American graffiti

Le déclin de l’empire américain.

Qu’un film d’une telle insignifiance de récit et de distribution ait pu bénéficier d’une pareille aura, recevoir tant de nominations aux divers concours où les professionnels de la profession s’auto congratulent et ait pu conserver jusqu’à aujourd’hui des amateurs est absolument stupéfiant. Comme je ne l’avais jamais vu, en m’apercevant qu’il passait, l’autre nuit sur la chaîne Paramount, je m’étais dit que j’avais là une excellente occasion de combler une lacune cinématographique qui, sans me gêner beaucoup, m’agaçait un peu. Mal m’en a pris.

Il est vrai que je restais sur l’impression délicieuse et parfaitement justifiée de la prétendue Bande originale que des producteurs roublards avaient éditée et abondamment diffusée, avec les affiches et graphismes du film, BO qui reprenait la multitude des titres qui en émaillent le déroulement. Mais qui ne font que l’émailler, au gré de quelques notes, quelques mesures au mieux, à peine suffisantes pour que l’on se souvienne, quand on les a vécues, dans leur jus, des musiques de Del Shannon, des Tempos, de Lee Dorsey, des Diamonds, des Platters et de tant d’autres de ce rock à peu près sage et mélodique qui ponctuent le déroulement d’American graffiti mais trop brièvement, simplement comme mentions, et non pas, comme on le souhaiterait, comme trame.
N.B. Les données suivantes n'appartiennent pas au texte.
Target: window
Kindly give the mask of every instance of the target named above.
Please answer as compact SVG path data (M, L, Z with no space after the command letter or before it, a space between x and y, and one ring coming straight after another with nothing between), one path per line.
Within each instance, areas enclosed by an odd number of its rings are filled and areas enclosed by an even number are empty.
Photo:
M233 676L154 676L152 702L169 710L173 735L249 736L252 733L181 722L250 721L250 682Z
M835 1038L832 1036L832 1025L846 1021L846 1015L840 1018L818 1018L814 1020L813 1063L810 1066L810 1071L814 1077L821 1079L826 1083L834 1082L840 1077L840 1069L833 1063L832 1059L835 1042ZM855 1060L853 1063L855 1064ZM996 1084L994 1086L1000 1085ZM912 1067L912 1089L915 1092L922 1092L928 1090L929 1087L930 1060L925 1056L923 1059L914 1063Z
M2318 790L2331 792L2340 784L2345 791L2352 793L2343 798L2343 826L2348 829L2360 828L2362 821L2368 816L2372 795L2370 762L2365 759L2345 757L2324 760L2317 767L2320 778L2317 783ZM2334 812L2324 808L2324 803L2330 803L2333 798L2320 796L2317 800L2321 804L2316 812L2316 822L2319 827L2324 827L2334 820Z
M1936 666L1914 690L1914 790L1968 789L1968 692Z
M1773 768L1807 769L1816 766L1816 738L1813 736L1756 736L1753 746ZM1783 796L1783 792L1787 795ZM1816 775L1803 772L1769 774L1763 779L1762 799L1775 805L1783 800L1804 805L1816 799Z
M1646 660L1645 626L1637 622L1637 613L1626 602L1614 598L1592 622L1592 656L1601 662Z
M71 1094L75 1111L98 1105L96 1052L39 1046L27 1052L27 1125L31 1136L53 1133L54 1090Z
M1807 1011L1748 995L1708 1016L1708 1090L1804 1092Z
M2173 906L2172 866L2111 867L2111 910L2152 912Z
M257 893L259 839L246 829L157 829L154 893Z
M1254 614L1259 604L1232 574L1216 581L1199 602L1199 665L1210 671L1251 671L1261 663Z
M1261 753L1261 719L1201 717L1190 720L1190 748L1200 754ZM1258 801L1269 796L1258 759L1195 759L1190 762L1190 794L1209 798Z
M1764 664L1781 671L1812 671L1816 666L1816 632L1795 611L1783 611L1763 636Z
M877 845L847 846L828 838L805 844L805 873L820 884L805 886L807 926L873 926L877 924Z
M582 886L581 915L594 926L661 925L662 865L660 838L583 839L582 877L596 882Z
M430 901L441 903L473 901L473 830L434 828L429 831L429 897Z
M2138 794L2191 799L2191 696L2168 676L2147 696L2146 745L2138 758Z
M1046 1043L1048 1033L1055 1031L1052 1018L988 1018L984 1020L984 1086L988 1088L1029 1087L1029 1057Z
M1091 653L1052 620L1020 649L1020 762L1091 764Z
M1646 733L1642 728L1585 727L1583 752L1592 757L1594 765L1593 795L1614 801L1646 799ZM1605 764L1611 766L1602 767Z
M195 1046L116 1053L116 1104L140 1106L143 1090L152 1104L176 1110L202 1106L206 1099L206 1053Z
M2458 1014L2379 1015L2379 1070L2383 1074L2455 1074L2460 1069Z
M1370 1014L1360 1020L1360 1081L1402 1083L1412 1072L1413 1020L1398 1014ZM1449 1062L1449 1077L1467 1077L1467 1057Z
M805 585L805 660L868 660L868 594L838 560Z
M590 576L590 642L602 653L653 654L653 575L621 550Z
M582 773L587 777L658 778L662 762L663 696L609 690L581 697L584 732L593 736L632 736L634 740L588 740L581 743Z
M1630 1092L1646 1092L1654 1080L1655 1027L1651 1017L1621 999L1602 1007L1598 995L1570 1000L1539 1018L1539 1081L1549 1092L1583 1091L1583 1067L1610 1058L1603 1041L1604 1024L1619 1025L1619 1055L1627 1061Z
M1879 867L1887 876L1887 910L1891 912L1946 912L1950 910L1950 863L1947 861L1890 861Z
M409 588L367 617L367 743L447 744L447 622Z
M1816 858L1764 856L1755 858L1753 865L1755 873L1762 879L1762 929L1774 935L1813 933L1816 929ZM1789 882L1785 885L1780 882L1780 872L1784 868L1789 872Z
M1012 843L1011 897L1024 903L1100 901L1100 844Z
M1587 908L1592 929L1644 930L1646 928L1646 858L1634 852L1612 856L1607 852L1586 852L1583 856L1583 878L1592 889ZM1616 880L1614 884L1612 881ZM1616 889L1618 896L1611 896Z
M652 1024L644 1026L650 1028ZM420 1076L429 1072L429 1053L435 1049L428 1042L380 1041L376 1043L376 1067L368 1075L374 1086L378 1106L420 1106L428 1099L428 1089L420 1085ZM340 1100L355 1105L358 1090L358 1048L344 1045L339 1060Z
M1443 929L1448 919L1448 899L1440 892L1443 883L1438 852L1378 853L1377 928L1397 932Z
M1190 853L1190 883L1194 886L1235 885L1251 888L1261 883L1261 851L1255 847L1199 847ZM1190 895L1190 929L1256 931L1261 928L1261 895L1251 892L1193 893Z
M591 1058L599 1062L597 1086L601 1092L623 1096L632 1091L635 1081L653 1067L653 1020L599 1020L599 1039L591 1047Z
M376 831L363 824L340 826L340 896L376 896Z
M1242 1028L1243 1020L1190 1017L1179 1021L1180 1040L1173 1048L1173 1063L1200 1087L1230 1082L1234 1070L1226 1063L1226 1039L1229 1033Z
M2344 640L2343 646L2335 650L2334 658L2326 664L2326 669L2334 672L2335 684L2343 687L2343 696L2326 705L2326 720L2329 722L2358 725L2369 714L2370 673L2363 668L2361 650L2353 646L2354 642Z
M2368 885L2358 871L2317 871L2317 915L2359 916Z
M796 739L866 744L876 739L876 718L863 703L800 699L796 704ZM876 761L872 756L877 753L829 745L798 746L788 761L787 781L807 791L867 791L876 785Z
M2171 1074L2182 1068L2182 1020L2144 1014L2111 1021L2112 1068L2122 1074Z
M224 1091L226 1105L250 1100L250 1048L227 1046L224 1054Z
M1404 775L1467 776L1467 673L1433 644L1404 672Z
Parce que si on fait abstraction du souvenir de ces chansons, qui marquaient nos sages surprises-parties (et qui étaient, souvent, traduites en français pour Les chaussettes noires, Les chats sauvages ou Richard Anthony), il ne reste pas grand chose à mettre au crédit d’American graffiti. C’est naturellement nourri, truffé même des souvenirs personnels du réalisateur, George Lucas et sans doute de ses scénaristes, Gloria Katz et Willard Huyck, d’anecdotes vécues et de fantasmes partagés. Ce n’est pas en soi à blâmer et François Truffaut, par exemple (sans parler même des 400 coups) ficèlera dans beaucoup de ses films (de L’argent de poche à L’homme qui aimait les femmes ou La nuit américaine) ce salmigondis qui peut être agréable.
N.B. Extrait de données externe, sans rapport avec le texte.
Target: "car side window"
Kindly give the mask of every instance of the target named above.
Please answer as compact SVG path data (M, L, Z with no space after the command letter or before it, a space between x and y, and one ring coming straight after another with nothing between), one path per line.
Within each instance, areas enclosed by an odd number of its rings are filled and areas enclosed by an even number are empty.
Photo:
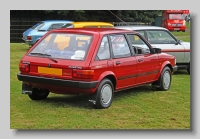
M176 40L164 30L149 30L147 38L151 44L175 44Z
M52 24L52 25L49 27L48 31L49 31L49 30L53 30L53 29L57 29L57 28L61 28L62 26L63 26L63 24Z
M104 36L101 41L96 59L98 60L110 59L110 48L107 36Z
M140 33L140 35L142 35L142 37L145 38L144 31L142 31L142 30L137 30L137 32Z
M129 40L135 51L135 54L149 54L149 46L136 34L128 34Z
M114 58L131 56L131 51L124 35L110 35Z

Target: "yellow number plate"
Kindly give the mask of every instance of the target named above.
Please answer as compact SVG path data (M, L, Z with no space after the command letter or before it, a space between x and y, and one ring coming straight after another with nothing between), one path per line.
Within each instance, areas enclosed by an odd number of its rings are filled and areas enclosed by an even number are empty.
M62 69L38 67L38 73L62 75Z

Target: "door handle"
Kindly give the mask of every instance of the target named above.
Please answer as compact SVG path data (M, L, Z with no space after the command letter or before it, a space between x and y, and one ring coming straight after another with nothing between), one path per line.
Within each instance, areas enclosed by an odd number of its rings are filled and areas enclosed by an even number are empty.
M117 61L117 62L116 62L116 65L119 65L119 64L121 64L120 61Z
M143 59L138 59L138 62L142 62L143 61Z

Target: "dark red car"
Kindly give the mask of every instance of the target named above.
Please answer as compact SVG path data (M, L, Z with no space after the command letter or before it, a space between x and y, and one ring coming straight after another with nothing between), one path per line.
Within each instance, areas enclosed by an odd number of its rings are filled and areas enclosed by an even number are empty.
M114 92L152 84L168 90L177 70L174 56L153 48L139 33L114 28L57 29L21 59L18 80L32 100L57 94L91 94L108 108Z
Mais là on s’ennuie beaucoup dans les interminables pérégrinations automobiles d’une bande de quatre vagues copains qui montent et remontent les non moins interminables rues vides et sans attraits d’une bourgade californienne au gré des rencontres et disputes vaguement amoureuses qui sont le lot de l’âge ingrat.Certes je ne me hausse pas du col : j’ai bien fait pareil, quand j’avais 18 ans, mais au moins était-ce sous les ombrages civilisés du boulevard Gassendi à Digne, ponctués de fontaines moussues et de terrasses de café accueillantes. En Californie, on a vraiment l’impression que sans bagnole, on n’existe pas (et de fait c’est peut-être vrai). Le film est sans doute un régal pour les amateurs de voitures américaines délirantes (telles qu’on n’en trouve plus que sur le Malecon à La Havane, aujourd’hui), Chevrolet Impala, Ford Thunderbird, Mercury coupé et autres monuments métalliques à ailes profilées et à chromes agressifs.

Au fait, je suis à peu près persuadé que si le film, censé se dérouler en 1962, était précisément sorti à cette époque (alors que c’est une réalisation de 1973), il aurait eu un impact bien plus grand ; parce qu’en 1962, à tort ou à raison, les petits Occidentaux tenaient les États-Unis pour l’horizon indépassable du bien-être et pour la clef de l’avenir. Il est vrai que c’était avant l’assassinat de Kennedy, avant le bourbier du Vietnam. Il se peut qu’on puisse tenir American graffiti comme une sorte de photographie instantanée – donc figée – de ce que fut l’attraction qu’ils pouvaient exercer.

Et le carton final du film qui, sèchement, de façon même assez glaçante indique ce que sont devenus les quatre garçons principaux, l’un mort sur la route, un second tué au Vietnam, un troisième agent d’assurance, le quatrième écrivain au Canada le dit assez bien. On passe à autre chose.